Paris, le mercredi 7 juin 2023 – Malgré le recul de l’épidémie de Covid-19, la « surmortalité » a augmenté en 2022 par rapport aux années précédentes.
Si l’année 2022 a été celle du retour à « la vie d’avant » avec la levée de toutes les mesures sanitaires, le recul de l’épidémie de Covid-19 n’aura pas mis fin à la forte hausse de la mortalité observée ces dernières années. Des premiers chiffres non consolidés de l’Insee publiés en janvier dernier montraient déjà que l’année 2022 avait connu quasiment autant de décès que les années 2020 et 2021, pourtant les plus sévères de l’épidémie. Les chiffres consolidés publiés par l’Insee ce mardi confirment cette première impression : 675 000 personnes sont décédées en France en 2022, soit 0,9 % de plus qu’en 2020 (668 900 morts) et 2 % de plus qu’en 2021 (661 600 morts).
Dans cette nouvelle étude statistique sur la mortalité ces dernières années, l’Insee se concentre sur la notion de surmortalité, c’est-à-dire la différence entre le nombre de décès observés et le nombre de décès attendus. Ce dernier chiffre s’obtient en conjuguant deux facteurs allant en sens inverse : la hausse normale de la mortalité due au vieillissement et à l’augmentation de la population, et la baisse attendue en raison de la diminution du risque de décès à chaque âge observé (due au progrès de la médecine et au recul des comportements à risque).
8,7 % de surmortalité en 2022
Selon ce calcul, sans événement inattendu (et notamment sans la Covid-19), seulement 621 200 personnes auraient « dû » mourir en 2022 et non pas 675 000, soit une surmortalité de 53 800 personnes (8,7 %).
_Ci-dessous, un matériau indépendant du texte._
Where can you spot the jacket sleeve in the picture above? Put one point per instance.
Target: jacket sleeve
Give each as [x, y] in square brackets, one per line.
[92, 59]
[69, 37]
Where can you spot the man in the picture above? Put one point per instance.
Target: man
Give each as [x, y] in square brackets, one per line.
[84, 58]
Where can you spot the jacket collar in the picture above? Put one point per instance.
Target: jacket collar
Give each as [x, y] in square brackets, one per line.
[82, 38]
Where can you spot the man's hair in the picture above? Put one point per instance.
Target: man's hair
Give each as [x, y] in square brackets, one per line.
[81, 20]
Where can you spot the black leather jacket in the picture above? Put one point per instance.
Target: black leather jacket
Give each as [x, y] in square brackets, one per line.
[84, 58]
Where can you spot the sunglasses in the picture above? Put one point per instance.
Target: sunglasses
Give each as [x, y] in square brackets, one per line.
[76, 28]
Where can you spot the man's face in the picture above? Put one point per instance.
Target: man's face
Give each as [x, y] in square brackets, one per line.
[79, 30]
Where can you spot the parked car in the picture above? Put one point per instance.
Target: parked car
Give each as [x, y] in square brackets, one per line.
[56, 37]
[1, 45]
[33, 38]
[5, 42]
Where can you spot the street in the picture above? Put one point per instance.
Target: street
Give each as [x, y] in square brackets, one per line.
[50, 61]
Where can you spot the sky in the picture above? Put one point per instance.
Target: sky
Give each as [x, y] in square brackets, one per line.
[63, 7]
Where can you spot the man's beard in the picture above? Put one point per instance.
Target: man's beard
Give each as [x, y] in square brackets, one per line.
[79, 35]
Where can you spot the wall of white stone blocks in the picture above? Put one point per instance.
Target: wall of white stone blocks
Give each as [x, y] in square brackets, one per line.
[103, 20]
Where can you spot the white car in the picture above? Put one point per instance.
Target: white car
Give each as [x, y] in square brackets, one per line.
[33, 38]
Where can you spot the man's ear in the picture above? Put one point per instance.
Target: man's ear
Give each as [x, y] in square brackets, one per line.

C’est plus qu’en 2020 (48 400 morts supplémentaires, 7,8 %) et en 2021 (42 700 décès supplémentaires, 6,9 %).
Une tendance à la hausse étonnante quand on sait que le nombre de décès dus à la Covid-19 a fortement diminué en 2022, tout à la fois grâce à la vaccination et à l’arrivée du variant Omicron : 38 300 sujets sont morts de la Covid-19 en 2022, contre 64 400 en 2020 et 59 100 en 2021. L’Insee rappelle d’ailleurs que le nombre de décès supplémentaire et celui des morts liés à la Covid-19 ne se confondent pas : certains morts de la Covid-19 étaient des décès attendus (notamment les personnes très âgés et malades), tandis que certains décès « inattendus » n’ont pas été liés à la Covid. Le nombre de décès supplémentaires depuis mars 2020 (153 500) est d’ailleurs inférieur à celui des morts imputés à la Covid-19 (162 000).
Les causes de cette surmortalité exceptionnelle observés en 2022 seraient donc à aller chercher ailleurs. L’Insee avance plusieurs pistes et en premier lieu les fortes chaleurs, l’année 2022 ayant été marquée par plusieurs épisodes caniculaires. Une surmortalité de 13 % a ainsi été observée en juillet 2022 (contre 1 % en 2021). Autre explication, l’année 2022 a comporté, de manière inhabituelle, deux épidémies de grippe, l’une tardive en mars-avril (favorisée par la levée des mesures barrières) et l’autre en décembre.
Le dernier mois de l’année 2022 a d’ailleurs connu une surmortalité exceptionnelle de 25 %, du jamais vu depuis les mois de mars 2020 (33 % de surmortalité) et de novembre 2020 (31 % de surmortalité), marqués par des vagues épidémiques de covid intenses. Enfin, l’Insee évoque les causes indirectes en rapport avec l’épidémie de Covid-19 comme les reports d’opérations ou le recul du dépistage, mais une étude plus approfondie des causes de décès doit être menée pour confirmer cette hypothèse.
Forte hausse de la surmortalité chez les jeunes
La surmortalité est assez proche chez les femmes (8 %) et les hommes (9 %) mais a plus fortement augmenté chez les femmes (elle n’était que de 5 % en 2021). La surmortalité touche toutes les classes d’âge, même si les 75-84 ans sont les plus fortement touchés (11 % de surmortalité). La situation des 15-34 ans est à cet égard préoccupante : ils ont connu en 2022 une surmortalité de 10 % (600 décès de plus qu’attendus) alors qu’ils présentaient une sous-mortalité (- 1,3 %) en 2020. La hausse des accidents mortels de la circulation dans cette classe d’âge (+ 12 % en 2022) est l’une des explications possibles de cette surmortalité.
On le voit l’interprétation des chiffres bruts de mortalité est loin d’être un long fleuve tranquille.
Quoi qu’il en soit, si cette tendance à l’augmentation de la surmortalité se confirme et que dans le même temps la natalité continue de baisser, la population française pourrait bien commencer à diminuer dans les prochaines années.